一个人可以走的很快,但一群人才能走的更远!不论你是正从事IT行业的老鸟或是对IT行业感兴趣的新人,都欢迎加入我们的的圈子(技术交流、学习资源、职场吐槽、大厂内推、面试辅导),让我们一起学习成长!
如何开始了解Redis
Redis如何开始运行的,就得从server.c的开始看起,另外redis使用了基于事件驱动机制的网络通信框架,涉及的代码包含ae_epoll.c等。除了事件驱动网络框架外,与网络通信相关的功能还包括底层TCP网络通信和客户端实现。如下图,
Redis的底层数据结构
Redis的底层数据结构如下图所示,
Redis常见的五种数据类型分别是string(字符串),hash(哈希),list(列表),set(集合)及sortset(有序集合)。Redis是基于C语言实现的,那么为什么在设计字符串类型使用了SDS(Simple Dynamic String,简单动态字符串)的结构?
SDS的实现方式会提升字符串的操作效率,并且可以用来保存二进制数据。如果使用C语言的char*字符数组的结构的话,字符数组最后一个字符是“\0”表示字符串的结束,因为char*字符数组分配的是一块连续的内存空间。这样redis保存任意二进制数据就会带来一定的负面影响(例如需要保存的数据中本身就有\0的数据,那可能因此会误判)。

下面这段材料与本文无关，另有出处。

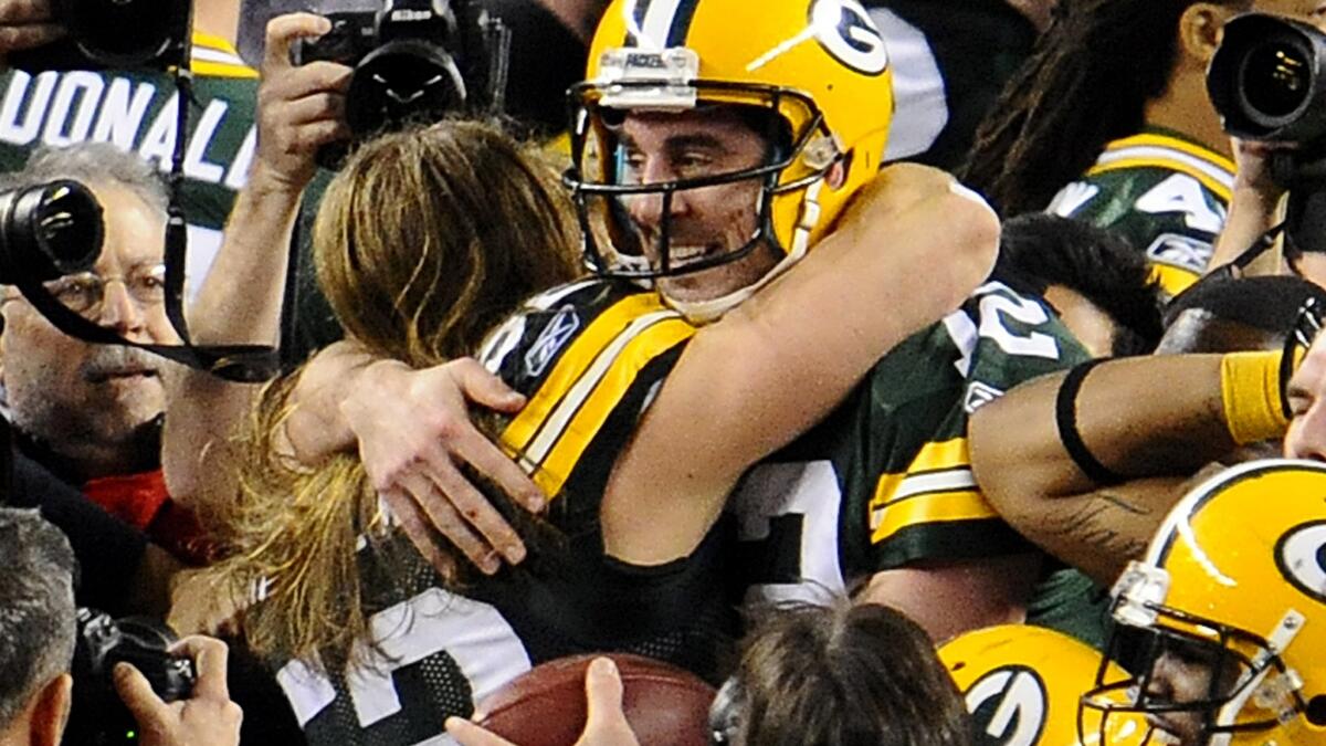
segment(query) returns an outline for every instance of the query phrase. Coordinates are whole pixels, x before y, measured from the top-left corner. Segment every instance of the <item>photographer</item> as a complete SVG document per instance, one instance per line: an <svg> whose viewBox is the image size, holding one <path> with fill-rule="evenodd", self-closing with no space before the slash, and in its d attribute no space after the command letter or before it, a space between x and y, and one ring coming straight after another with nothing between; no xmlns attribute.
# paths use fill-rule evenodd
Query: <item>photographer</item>
<svg viewBox="0 0 1326 746"><path fill-rule="evenodd" d="M0 508L0 745L54 746L69 717L74 654L74 558L68 540L33 511ZM225 645L188 637L171 652L194 661L192 697L166 704L129 664L114 686L145 746L223 746L239 742L241 713L225 689ZM95 686L84 681L80 686Z"/></svg>
<svg viewBox="0 0 1326 746"><path fill-rule="evenodd" d="M80 143L38 151L12 178L19 186L76 179L103 207L91 272L52 280L46 291L129 340L175 341L162 289L166 194L154 169L114 146ZM15 427L11 504L40 507L69 535L85 573L80 603L164 612L170 575L202 559L198 524L168 499L159 469L164 361L68 336L13 287L0 292L0 382Z"/></svg>

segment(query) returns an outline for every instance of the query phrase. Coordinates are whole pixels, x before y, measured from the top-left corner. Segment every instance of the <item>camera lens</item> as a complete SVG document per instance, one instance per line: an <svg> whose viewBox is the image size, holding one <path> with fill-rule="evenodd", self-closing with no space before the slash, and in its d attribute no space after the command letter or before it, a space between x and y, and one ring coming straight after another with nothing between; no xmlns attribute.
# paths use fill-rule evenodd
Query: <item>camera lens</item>
<svg viewBox="0 0 1326 746"><path fill-rule="evenodd" d="M1311 93L1313 57L1289 40L1254 46L1238 70L1238 92L1250 118L1278 126L1302 108Z"/></svg>
<svg viewBox="0 0 1326 746"><path fill-rule="evenodd" d="M179 0L66 0L70 33L106 64L139 65L163 54L187 15ZM126 33L125 29L133 29Z"/></svg>
<svg viewBox="0 0 1326 746"><path fill-rule="evenodd" d="M0 194L4 281L53 280L90 269L101 255L101 204L78 182L61 179Z"/></svg>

SDS的结构中包含了一个字符数组buf[],用来保存实际数据。除此之外,还包含三个元数据,分别是字符数组现有长度len、分配给字符数组的空间长度alloc,以及SDS类型flags。另外,它还使用了专门的编译优化来节省内存空间,结构定义时通过_attribute_((_packed_))告诉编译器在编译sdshdr8结构时,不要使用字节对齐的方式,而是采用紧凑的方式分配内存。如下图,
双索引机制
到了本文的重点,索引是什么?索引是一种单独的、物理的对数据库表中一列或多列的值进行排序的一种存储结构,它能提升检索效率。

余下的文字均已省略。